The biochemical studies I refer to here were done on tissue samples from within the carpal tunnel. I know of no work on systemic levels of things like VEGF in the context of CTS, nor am I aware of any known link to molds and external toxins.

Dynamic CTS is just a fancy name for a simple concept - if you press on a nerve hard for a while it will stop working and you will experience the symptoms of nerve dysfunction. That does not mean there is necessarily anything intrinsically wrong with the nerve - just that you are attacking it! If you ignore the symptoms and keep up the compression you can produce actual damage to the nerve but most of us pay attention to the warning symptoms before that occurs and do something to get the pressure off, be that uncrossing our legs, shifting our weight off the sciatic nerve, or waking up and shaking the hands in the case of CTS.

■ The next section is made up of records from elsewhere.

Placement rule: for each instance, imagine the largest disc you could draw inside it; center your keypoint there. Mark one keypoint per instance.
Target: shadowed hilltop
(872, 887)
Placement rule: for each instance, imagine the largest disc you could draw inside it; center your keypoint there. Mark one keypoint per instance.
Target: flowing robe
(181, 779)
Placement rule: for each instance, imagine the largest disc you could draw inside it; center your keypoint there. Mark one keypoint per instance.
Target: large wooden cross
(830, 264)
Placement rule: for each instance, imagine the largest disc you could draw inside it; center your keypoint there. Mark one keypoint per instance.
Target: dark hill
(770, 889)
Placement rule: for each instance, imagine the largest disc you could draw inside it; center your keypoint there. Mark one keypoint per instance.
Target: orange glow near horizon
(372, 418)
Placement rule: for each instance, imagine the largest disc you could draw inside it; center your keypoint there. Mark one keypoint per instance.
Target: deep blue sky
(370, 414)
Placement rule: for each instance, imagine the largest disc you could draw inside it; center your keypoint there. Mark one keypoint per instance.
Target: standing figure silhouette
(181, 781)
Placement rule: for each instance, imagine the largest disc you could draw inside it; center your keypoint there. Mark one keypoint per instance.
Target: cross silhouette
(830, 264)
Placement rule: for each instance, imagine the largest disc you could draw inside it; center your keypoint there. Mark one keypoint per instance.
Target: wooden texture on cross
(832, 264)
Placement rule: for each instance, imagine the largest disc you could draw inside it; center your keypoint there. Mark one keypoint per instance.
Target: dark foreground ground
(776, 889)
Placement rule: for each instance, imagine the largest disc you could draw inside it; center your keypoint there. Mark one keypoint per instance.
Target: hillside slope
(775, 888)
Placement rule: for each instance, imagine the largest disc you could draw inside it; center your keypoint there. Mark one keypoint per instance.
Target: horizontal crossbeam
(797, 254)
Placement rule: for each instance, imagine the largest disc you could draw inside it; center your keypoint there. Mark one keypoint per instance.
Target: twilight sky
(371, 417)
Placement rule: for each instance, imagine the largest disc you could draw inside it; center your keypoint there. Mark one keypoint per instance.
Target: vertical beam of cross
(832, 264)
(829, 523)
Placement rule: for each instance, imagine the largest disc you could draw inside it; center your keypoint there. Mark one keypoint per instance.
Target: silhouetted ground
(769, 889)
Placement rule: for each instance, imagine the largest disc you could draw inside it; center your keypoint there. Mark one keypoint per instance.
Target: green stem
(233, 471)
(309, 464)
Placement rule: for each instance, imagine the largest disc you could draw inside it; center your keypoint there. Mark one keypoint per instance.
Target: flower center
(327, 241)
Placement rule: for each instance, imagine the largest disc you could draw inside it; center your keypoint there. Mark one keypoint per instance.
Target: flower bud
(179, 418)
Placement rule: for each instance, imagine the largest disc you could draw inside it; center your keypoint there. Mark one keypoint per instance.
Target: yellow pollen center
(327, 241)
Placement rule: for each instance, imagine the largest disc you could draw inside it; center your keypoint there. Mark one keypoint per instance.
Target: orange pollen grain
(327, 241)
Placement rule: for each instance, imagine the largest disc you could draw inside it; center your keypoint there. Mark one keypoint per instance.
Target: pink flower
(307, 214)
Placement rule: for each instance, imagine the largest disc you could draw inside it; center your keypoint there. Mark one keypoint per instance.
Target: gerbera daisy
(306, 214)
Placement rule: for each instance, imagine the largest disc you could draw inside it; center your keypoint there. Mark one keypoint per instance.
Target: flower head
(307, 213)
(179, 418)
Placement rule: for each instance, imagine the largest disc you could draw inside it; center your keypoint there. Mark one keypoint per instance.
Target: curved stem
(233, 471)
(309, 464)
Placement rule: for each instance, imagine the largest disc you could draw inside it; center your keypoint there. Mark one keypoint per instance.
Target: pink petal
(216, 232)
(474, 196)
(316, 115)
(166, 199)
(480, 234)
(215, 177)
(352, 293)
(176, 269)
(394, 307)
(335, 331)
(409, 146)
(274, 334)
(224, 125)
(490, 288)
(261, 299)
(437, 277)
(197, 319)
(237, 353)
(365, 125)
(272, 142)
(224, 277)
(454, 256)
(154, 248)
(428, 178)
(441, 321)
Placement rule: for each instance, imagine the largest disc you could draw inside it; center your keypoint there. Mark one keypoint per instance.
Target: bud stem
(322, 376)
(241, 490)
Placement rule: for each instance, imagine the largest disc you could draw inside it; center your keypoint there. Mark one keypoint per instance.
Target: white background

What should you do next? I would check up on the steroid dose used, and perhaps try a second time, especially if it was a low dose the first time. If anyone around you is knowledgable about nerve ultrasound then I would try to get it checked that way as well.... and if it remained seriously symptomatic after that I would find an expert hand surgeon, and provided he/she agreed that the story sounds like CTS and no other explanation is obvious,  have it operated (keeping my fingers crossed about the outcome)

I'm afraid I can't really recommend a unit - I see you are in the USA but I don't know where. Wake Forest in North Carolina and Duke University in South Carolina are good at nerve ultrasound, as are the Mayo, and Washington University Missouri. For surgeons the best guide is probably to ask how many they have done and whether they monitor their outcomes systematically.